In the same manner, certain sectors may be provided with certain exemptions under the GST law. Business firms are advised to approach tax advisors or GST practitioners to ascertain whether the liquidated damages attract any exemptions.
Impact of GST on Business Contracts The treatment of liquidated damages as a taxable event under GST has huge consequences for business agreements. Here are some of the ways it impacts businesses:
Cost of Breach: The applicability of GST on liquidated damages means increased costs for the breach. The liability of settling liquidated damages is increased by the fact that GST is payable.
Contract-Related Issues: When such a business contract is being negotiated, the parties will have to consider this burden: the possibility of GST on liquidated damages. It may be wise to add a clause that concerns the payment of GST on any liquidated damages paid.
Cash Flow Management: Because liquidated damages are subject to GST, businesses must consider this when developing their cash flow strategies. They may even have to coordinate with the other party to present a refund of the GST figure.
Conclusion Liquidated damages under GST are termed as a service and bear a 18% GST rate . Liquidated damages under GST is a new feature which needs to ensure compliance so that penalties and legal issues do not arise for the businesses. Proper documentation, ensuring invoices are issued on time and making sure GST returns are filed according to the timelines are important in the management of liquidated damages under the GST regime.
Whether you are a contractor, service provider or client, understanding how liquidated damages invite GST is important for business functioning.

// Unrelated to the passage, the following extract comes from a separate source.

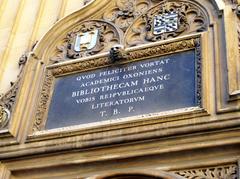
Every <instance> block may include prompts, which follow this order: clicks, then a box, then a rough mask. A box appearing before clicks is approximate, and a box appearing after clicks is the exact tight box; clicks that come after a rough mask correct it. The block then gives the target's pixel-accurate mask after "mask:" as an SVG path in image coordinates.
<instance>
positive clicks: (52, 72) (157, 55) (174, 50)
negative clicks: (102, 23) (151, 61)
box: [33, 37, 201, 132]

The complexity and tangle of GST regulations can easily be dealt with by tax consultants or GST practitioners.
FAQs 1. Are liquidated damages subject to GST? Liquidated damages, as specified in the GST Act, fall within the category of taxable service supply and as such are subject to GST.

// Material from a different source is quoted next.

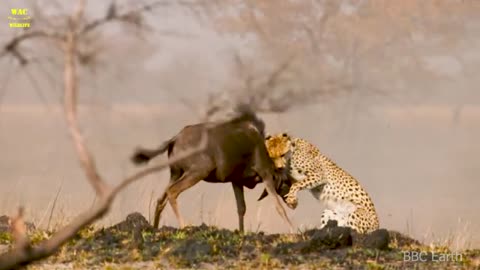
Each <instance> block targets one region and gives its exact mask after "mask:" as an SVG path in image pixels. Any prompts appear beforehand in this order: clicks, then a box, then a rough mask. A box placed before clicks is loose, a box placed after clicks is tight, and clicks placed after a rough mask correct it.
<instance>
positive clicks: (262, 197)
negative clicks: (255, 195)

2. What is the GST rate applicable on liquidated damages? The GST on liquidated damages is 18% which is the standard rate for any service.
3. Can a business claim an Input Tax Credit (ITC) on GST paid for liquidated damages? Indeed, businesses are entitled to claim Input Tax Credit (ITC) of the GST paid for liquidated damages if it is incurred in the course of their business activities and is not against the law governing the GST.
4. What is the reverse charge mechanism (RCM) on liquidated damages? The reverse charge mechanism (RCM) can be considered for liquidated damages based on the characteristics of the relevant parties. Under the RCM, the responsibility of remitting VAT moves to the service-availing party (the one who pays the damages).
5. Do all liquidated damages attract GST? Generally, GST applies to liquidated damages. But there could be exemptions. In such cases, businesses are advised to seek a tax consultant.